As crianças andam a ver pornografia?
Sei que esta é uma pergunta difícil de se ouvir, mas receio que a resposta o seja ainda mais. Sim, muitas crianças têm acesso a conteúdos pornográficos e muitas outras são ainda aliciadas para produzir esses mesmos conteúdos. Tudo isto na pacatez do seu quarto, sem que os pais sequer imaginem esta realidade.
Antigamente, no chamado “nosso tempo”, a pornografia era uma realidade acessível aos mais novos apenas através das páginas que se espreitavam às escondidas nas revistas do quiosque da esquina, ou bem guardadas debaixo do colchão do irmão mais velho. Hoje, a pornografia está à distância de um clique e, quando o telemóvel não lhe permite aceder devido ao controlo parental, existe sempre o telemóvel de um amigo ou de um colega que escapou a essa ferramenta.
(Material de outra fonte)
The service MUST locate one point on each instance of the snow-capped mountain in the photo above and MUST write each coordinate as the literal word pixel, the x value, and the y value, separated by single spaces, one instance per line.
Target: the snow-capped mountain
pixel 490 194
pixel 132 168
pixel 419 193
A curiosidade sexual começa ainda na fase da pré-adolescência, aumentando gradualmente à medida que se cresce. Com esta curiosidade, surge a necessidade em obter mais informação – que, muitas vezes, se traduz em verdadeira desinformação, a partir do momento em que é veiculada apenas através do grupo de pares e do mundo digital.
Importa enfrentar esta realidade e não fazer de conta que ela não existe. Crianças de 8 e 9 anos de idade têm acesso a pornografia e muitas são também vítimas de engano, coação e extorsão, levando-as a fotografarem-se e a filmarem-se, partilhando depois esses ficheiros. De acordo com a Internet Watch Foundation, 2022 foi o primeiro ano em que as imagens sexuais autogeradas por crianças dos 7 aos 10 anos de idade foram mais prevalentes do que as imagens não autogeradas. Em 2023, a percentagem de imagens autogeradas por crianças desta faixa etária aumentou 65%.
Não existe uma receita simples para lidar com esta situação, na medida em que é necessário uma abordagem holística – não apenas legislação adequada e mecanismos de controlo mais severos, mas também prevenção e intervenção a nível comunitário, pensando nos vários contextos onde as crianças estão inseridas – com especial destaque para a família e a escola.
Concretamente, a família deve tentar criar – desde cedo, e não apenas na adolescência – canais de comunicação abertos que permitam à criança conversar sobre todos os assuntos, sem medo e sem vergonha. Apenas num espaço seguro e contentor a criança conseguirá expor as suas dúvidas e preocupações, e ser ajudada a questionar tudo aquilo que vê. Com calma e sem juízos de valor.
Em paralelo, os pais pedirem ajuda especializada para que estas situações sejam devidamente sinalizadas.